Less than two months into a training venture with his son Paul, Peter Snowden is rightly making plans to be a force during the spring carnival.
The Snowdens trained their second two-year-old winner in 24 hours and their third in a week when first starter Inkling made short work of his rivals in the More Than Ready Plate (1100m) at Warwick Farm on Wednesday.
For a stable which didn't properly exist until the end of the Sydney autumn carnival, the Snowden partnership is making tremendous inroads.
"We have been very lucky," Snowden said. "Paul and I can't believe how big the support has been.
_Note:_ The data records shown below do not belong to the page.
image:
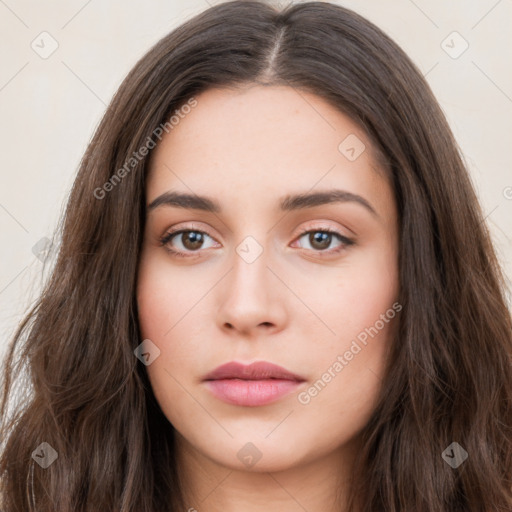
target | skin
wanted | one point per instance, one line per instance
(247, 148)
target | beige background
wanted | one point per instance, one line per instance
(50, 106)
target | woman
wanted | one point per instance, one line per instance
(253, 364)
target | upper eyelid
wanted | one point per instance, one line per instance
(334, 231)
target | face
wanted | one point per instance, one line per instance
(260, 275)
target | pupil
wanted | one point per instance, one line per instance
(323, 239)
(193, 240)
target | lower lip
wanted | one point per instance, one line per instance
(251, 392)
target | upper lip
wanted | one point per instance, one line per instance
(255, 371)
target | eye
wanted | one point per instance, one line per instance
(321, 239)
(190, 240)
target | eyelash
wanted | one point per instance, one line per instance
(346, 242)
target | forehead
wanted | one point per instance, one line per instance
(257, 142)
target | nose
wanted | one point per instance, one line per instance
(252, 298)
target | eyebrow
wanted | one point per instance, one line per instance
(288, 203)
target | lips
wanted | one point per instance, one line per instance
(261, 370)
(251, 385)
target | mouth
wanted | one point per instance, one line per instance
(251, 385)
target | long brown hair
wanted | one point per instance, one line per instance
(450, 378)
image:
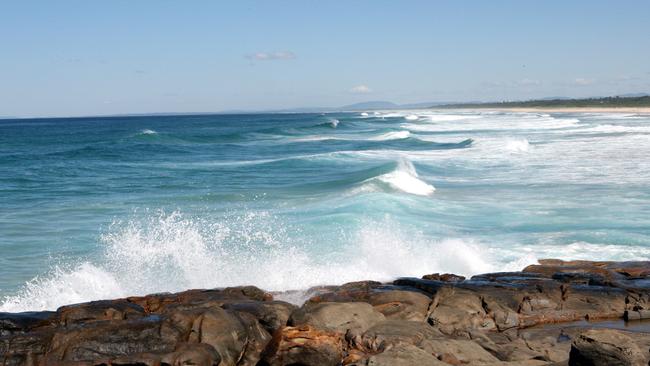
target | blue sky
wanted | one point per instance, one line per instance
(85, 57)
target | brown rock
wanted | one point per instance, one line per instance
(337, 316)
(606, 347)
(402, 355)
(305, 345)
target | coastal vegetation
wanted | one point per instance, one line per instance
(606, 102)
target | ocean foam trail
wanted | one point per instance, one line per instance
(405, 178)
(394, 135)
(173, 253)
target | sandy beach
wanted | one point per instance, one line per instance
(636, 110)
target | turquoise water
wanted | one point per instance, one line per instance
(104, 207)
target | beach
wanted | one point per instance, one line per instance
(637, 110)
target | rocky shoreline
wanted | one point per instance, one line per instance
(553, 313)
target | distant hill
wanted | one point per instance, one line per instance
(617, 101)
(369, 106)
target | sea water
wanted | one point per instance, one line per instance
(95, 208)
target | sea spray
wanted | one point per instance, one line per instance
(171, 252)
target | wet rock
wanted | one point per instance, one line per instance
(12, 323)
(98, 311)
(158, 303)
(527, 318)
(238, 338)
(272, 315)
(393, 332)
(402, 355)
(606, 347)
(445, 277)
(305, 345)
(394, 302)
(461, 351)
(337, 316)
(107, 340)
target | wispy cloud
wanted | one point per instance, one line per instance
(583, 81)
(361, 89)
(271, 56)
(528, 82)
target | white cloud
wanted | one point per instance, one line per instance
(361, 89)
(270, 56)
(583, 81)
(528, 82)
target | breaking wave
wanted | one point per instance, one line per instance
(405, 178)
(171, 252)
(394, 135)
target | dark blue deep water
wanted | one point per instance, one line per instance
(105, 207)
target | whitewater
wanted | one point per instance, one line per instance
(94, 208)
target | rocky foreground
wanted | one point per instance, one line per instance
(547, 314)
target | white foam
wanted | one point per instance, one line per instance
(173, 253)
(608, 128)
(518, 145)
(394, 135)
(404, 178)
(411, 117)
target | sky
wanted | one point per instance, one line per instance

It's been unbelievable."
Prominent owner Peter Moran has been at the forefront of industry backing for the fledgling Randwick stable.
"Getting horses the quality of Inkling and Cluster and a few of the young ones has been fantastic," Snowden said.
"Peter has given us horses who have great pedigrees and they are good types like Inkling."
On the same day his half brother Diamond Jim won a jumps race in Melbourne, Inkling stamped himself as a horse with considerably more brilliance, enough for Snowden to consider setting the colt for better races than a Sydney midweeker.
"We've got races like the Golden Rose coming up and (the spring carnival in) Melbourne is just around the corner so we'll be mindful of all of those," Snowden said.
"He's had plenty of time in the paddock and he's now mentally mature and strong enough."
Jarrod Austin shared a hometrack win with Chris Waller when their fillies dead-heated in the Ibis Milano Restaurant Maiden Handicap (1100m).
"I thought she had won but when the number didn't go up straight away I thought something was going on," Austin said after Bonee Tess shared the result with the fast-finishing Wine Tales.
Kembla Grange trainer Geoff Hall gained an insight into the future when Percules broke a run of placings in the TAB Early Quaddie Maiden Handicap (1300m).
A $4.80 to $6 drifter, Percules didn't begin as well as Hall thought he would and settled just off the speed for Tim Clark instead of taking up his usual front-running role.